Abstract
Purpose :
Retinoblastoma (RB) is the most common primary intraocular cancer in children. No molecular-targeted therapy for this deadly tumor exists. We recently showed that EZH2, a histone methyltransferase (HMT), is highly expressed in RB and its catalytic activity, via its SET domain, on histone H3 lysine 27 (H3K27me3) is required for RB cell survival (PMID: 26280220). Since EZH2 promotes expression of NSD2 (PMID: 23159737), an HMT for H3K36me, we reasoned that NSD2 might regulate human RB tumorigenesis.
Methods :
Expression levels of NSD2 in 43 primary enucleated human retinoblastoma specimens, and two RB (Y79 and Weri-Rb1) cell lines were compared by RT-PCR, immunohistochemistry and Western blotting. shRNA was used to knockdown NSD2, and changes in histone modifications were verified with specific antibodies. The consequences of NSD2 knockdown were detected in ATP-based cell proliferation assay, PI/Annexin V-based apoptosis assay and PI/5’EDU-based cell cycle assay.

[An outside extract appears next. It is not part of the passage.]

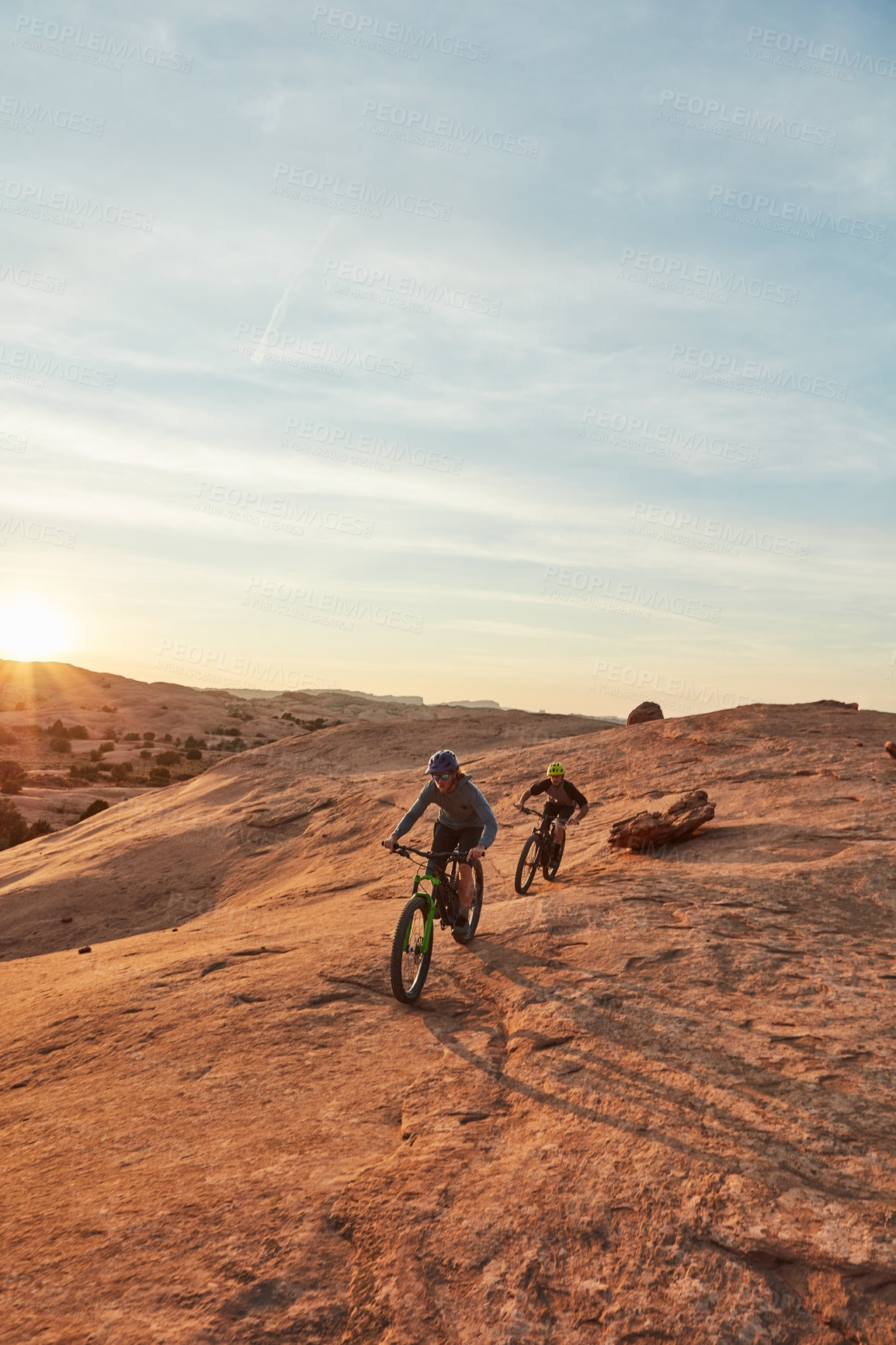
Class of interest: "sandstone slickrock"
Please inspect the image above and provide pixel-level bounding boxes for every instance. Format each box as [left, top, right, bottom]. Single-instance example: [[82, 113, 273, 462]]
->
[[0, 705, 896, 1345], [608, 790, 716, 850], [626, 700, 663, 724]]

The functional pathways by NSD2 were identified with CRISPR-edited domain deletions and ChIP-Seq.
Results :
NSD2 was enriched in RB cells versus non-tumor retina in primary human specimens. To assess the role of NSD2 in RB cell viability and growth, we used shNSD2 in human RB cell lines and found that NSD2 accelerates S-phase entry in RB cell cycle and inhibits apoptosis. H3K36me2/3 decreased in NSD2-knockdown RB lines. To confirm the functions of NSD2 HMT activities, we used CRISPR gene editing to delete catalytic SET domain of NSD2 and identified the altered downstream target regions of H3K36me2 and NSD2 with ChIP-Seq. Our results showed NSD2 regulates DNA replication through SET-dependent and SET-independent mechanisms.
Conclusions :
NSD2 is a histopathologic biomarker for human RB and shows promise as a novel epigenetic target for RB.
This abstract was presented at the 2019 ARVO Annual Meeting, held in Vancouver, Canada, April 28 - May 2, 2019.